The Los Angeles Unified School District is considering spending new state money for disadvantaged kids to restore preschools and other early education programs to set them on the right path from the start.
"Studies show that early childhood education is impactful in terms of making sure that children that come from at-risk neighborhoods that are low-income benefit appreciably from having the foundational skills that are imparted in early ed," said Kim Patillo Brownson, a member of L.A. Unified's new ad-hoc early education committee and Director of Educational Equity at the Advancement Project.
"After the fact costs," she added, "are much much higher than dealing with prevention costs."
The money would come from California’s new Local Control Funding Formula, which gives school districts extra money for students who come from low-income families, are still learning English or are in the foster care system. Districts are given freedom on how to spend it - as long as their plans help those populations. More than 80 percent of LA. Unified’s students fall into the state’s category of “disadvantaged.”
L.A. Unified has run the largest early childhood program in the state. It serves nearly 40,000 children aged 0-5. But that's fewer than it used to serve.

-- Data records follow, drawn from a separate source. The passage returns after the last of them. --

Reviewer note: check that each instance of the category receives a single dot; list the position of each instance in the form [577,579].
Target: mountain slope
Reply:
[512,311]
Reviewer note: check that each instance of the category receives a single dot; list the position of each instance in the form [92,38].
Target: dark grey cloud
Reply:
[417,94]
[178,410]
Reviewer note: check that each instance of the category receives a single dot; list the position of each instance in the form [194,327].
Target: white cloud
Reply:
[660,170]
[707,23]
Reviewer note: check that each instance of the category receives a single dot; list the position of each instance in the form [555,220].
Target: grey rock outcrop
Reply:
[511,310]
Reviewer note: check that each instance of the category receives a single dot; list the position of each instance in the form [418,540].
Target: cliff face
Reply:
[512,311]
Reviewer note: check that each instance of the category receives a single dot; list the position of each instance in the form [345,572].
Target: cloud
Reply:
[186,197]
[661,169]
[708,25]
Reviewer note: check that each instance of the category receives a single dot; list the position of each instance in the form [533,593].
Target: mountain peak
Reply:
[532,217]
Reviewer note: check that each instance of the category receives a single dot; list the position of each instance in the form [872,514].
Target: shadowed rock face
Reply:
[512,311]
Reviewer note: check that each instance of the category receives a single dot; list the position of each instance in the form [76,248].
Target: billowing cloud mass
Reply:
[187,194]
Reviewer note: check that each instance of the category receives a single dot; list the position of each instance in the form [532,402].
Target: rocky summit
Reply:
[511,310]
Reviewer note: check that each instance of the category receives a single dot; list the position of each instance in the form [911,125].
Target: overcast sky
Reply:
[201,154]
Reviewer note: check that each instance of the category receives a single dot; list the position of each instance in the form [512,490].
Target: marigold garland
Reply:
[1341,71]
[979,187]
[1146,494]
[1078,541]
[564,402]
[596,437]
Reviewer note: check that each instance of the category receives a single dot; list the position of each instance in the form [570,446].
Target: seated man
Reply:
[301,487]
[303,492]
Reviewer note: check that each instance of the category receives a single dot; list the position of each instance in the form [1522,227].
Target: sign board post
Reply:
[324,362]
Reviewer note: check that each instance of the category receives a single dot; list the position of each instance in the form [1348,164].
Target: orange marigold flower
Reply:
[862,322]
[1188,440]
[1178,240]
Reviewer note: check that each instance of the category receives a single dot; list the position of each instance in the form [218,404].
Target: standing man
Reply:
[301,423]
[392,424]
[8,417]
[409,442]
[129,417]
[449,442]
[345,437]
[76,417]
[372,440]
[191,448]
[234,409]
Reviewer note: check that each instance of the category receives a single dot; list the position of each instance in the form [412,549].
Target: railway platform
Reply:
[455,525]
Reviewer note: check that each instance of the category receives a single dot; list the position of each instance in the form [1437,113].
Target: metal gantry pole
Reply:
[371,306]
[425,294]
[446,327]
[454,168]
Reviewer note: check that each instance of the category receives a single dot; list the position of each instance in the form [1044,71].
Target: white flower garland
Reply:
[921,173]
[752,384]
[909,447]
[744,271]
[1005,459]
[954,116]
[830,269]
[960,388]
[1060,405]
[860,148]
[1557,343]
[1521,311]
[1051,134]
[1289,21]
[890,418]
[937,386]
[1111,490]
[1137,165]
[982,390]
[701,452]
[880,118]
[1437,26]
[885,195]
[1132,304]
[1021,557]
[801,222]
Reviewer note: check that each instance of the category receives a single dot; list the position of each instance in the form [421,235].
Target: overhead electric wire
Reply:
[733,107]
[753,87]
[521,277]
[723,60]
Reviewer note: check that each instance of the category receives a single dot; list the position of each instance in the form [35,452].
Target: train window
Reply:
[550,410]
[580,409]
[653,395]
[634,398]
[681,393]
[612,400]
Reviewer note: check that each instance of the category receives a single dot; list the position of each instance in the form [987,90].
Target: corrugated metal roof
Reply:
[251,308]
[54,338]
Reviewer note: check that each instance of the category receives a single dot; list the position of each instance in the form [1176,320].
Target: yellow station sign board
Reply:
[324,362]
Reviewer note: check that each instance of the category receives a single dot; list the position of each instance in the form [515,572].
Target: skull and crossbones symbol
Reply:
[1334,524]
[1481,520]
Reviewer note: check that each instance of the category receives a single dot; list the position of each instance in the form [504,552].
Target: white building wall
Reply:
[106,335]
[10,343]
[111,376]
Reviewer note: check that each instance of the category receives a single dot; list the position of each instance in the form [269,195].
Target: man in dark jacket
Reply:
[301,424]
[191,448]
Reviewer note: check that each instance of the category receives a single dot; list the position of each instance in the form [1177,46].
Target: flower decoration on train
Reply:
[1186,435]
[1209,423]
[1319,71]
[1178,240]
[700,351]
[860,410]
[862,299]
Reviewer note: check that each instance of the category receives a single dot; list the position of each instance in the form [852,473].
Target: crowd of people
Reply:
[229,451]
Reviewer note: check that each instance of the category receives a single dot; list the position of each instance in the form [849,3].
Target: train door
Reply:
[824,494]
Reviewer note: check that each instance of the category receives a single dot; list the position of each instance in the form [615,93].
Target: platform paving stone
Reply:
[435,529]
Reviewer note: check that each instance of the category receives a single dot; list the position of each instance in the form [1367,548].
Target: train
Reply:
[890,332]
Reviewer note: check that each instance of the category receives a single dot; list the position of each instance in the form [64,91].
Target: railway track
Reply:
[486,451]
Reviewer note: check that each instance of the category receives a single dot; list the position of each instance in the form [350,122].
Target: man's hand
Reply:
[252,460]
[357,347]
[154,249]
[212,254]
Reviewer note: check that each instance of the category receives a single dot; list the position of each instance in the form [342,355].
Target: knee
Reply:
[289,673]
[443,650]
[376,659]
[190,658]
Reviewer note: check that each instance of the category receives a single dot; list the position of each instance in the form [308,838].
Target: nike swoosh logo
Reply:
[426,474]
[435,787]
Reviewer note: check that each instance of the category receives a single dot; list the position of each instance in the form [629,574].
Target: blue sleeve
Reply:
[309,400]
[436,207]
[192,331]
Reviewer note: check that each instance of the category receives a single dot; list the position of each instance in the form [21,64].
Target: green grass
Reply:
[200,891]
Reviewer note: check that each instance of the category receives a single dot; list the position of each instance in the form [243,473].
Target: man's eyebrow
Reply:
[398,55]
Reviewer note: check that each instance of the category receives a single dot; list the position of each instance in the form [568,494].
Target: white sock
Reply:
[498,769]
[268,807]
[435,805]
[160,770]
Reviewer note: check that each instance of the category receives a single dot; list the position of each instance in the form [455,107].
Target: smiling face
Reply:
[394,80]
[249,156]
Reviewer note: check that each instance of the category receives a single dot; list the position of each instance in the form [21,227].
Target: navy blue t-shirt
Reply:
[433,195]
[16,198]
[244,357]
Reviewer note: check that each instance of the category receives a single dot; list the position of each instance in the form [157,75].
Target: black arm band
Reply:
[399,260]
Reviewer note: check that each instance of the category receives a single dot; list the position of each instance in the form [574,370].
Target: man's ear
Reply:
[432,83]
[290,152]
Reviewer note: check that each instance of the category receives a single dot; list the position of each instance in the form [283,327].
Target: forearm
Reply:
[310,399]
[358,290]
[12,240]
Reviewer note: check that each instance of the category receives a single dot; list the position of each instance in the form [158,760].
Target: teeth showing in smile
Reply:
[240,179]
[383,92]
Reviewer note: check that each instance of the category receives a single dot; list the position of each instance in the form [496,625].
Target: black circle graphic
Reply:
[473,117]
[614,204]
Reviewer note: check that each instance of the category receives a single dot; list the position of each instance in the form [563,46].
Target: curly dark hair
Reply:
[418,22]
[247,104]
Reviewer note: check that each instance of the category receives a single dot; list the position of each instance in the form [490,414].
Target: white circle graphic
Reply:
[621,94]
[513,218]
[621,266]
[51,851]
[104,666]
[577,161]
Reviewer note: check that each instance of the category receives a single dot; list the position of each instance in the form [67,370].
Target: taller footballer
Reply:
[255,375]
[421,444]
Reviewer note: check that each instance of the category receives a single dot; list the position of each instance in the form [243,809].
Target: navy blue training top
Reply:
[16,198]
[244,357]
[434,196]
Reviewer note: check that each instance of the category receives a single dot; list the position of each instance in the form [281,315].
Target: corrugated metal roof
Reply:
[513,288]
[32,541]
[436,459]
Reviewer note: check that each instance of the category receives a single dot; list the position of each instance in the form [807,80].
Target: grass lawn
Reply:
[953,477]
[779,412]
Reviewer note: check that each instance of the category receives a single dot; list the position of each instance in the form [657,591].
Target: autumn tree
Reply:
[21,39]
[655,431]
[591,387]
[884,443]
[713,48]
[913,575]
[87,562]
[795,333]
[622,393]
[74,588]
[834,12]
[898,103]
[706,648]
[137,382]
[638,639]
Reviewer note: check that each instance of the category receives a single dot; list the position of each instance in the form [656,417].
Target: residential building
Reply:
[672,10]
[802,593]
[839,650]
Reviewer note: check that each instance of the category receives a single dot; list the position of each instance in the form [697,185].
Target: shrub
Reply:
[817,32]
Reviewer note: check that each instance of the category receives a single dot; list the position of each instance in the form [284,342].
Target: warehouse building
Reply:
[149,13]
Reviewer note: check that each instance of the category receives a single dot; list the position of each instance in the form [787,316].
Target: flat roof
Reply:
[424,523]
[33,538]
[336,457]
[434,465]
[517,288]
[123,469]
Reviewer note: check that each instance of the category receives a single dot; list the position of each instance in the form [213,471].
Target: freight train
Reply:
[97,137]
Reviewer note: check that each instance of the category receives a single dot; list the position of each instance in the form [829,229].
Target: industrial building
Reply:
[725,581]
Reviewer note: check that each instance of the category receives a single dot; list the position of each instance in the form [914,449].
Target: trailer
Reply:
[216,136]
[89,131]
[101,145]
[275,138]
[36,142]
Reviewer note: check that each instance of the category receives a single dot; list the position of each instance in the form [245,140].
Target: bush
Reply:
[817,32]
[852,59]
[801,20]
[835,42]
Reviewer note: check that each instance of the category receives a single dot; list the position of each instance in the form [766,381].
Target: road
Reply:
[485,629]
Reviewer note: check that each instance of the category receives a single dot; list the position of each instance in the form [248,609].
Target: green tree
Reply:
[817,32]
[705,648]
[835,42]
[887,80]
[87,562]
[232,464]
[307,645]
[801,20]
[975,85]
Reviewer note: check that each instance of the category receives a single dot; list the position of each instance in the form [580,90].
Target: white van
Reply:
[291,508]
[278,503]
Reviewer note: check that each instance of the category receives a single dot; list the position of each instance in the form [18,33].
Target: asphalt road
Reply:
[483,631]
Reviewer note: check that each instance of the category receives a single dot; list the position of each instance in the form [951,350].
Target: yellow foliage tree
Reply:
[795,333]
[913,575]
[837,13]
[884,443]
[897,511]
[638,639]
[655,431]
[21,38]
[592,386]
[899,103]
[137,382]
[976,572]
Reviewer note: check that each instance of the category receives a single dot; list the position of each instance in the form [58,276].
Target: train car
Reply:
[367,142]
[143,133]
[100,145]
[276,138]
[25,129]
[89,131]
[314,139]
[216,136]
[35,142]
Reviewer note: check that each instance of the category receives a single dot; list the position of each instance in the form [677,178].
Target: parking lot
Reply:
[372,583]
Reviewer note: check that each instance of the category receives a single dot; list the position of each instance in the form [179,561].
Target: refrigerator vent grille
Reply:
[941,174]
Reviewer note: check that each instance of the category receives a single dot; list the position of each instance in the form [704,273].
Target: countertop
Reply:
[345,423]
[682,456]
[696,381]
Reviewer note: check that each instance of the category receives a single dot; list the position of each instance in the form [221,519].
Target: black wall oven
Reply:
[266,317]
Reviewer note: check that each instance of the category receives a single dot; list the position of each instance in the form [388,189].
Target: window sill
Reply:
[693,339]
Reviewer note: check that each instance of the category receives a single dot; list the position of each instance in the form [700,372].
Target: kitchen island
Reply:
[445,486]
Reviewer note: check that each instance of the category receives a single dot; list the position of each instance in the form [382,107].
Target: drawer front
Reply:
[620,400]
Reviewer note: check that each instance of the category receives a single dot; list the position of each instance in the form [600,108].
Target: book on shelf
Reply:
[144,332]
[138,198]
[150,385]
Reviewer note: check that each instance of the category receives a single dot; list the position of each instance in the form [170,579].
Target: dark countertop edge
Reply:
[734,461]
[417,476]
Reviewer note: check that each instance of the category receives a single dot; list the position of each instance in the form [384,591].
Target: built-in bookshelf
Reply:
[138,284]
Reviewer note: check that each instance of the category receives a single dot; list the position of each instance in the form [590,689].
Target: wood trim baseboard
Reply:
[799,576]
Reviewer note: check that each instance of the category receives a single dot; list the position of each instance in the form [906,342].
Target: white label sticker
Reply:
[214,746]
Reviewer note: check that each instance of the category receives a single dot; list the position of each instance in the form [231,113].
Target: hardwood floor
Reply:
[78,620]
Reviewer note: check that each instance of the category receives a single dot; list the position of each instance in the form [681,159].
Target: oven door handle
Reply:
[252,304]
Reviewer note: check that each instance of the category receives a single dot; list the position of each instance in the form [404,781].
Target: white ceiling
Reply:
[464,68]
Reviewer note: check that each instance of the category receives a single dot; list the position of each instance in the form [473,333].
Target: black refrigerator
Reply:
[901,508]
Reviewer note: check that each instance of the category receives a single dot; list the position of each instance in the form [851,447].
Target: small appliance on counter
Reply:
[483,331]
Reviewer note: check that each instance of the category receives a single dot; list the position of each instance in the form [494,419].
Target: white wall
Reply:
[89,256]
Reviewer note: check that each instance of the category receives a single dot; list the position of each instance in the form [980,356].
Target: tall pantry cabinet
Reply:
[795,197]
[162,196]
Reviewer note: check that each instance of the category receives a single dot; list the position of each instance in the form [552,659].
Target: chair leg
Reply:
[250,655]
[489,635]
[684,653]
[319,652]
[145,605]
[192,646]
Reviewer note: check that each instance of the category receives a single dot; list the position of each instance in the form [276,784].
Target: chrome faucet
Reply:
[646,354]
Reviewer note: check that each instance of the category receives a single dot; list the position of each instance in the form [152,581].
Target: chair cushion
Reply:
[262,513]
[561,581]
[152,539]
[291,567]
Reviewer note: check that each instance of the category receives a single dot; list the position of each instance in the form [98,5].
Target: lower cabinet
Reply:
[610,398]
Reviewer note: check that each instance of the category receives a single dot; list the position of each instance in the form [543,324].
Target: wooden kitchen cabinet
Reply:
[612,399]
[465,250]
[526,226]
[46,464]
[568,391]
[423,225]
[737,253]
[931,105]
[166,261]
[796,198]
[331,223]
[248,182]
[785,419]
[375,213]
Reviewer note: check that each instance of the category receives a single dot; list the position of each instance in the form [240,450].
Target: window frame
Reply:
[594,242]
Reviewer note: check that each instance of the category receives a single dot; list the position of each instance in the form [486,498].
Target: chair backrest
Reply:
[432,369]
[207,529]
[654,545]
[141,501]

Beginning in 2008, the state cut over $1 billion in funding to early education programming. Gov. Jerry Brown restored some funding this year - $55 million.
At the first meeting of the district's early education committee last week, Patillo Brownson said members began making a list of priorities in how they would recommend new funds be spent.
It's a long road before those recommendations would become reality.
The district's budget is drawn up by the superintendent and approved by the Board of Education.
And there will be lots of competing priorities for the money. But Patillo Brownson said early childhood education is crucial - and the formation of this new committee signals at least some board members agree.
Preschool is not simply a “nice-to-have, optional, if you have time and the opportunity” kind of thing anymore, she said. “It's something that parents and communities are starting to understand as essential for school success.”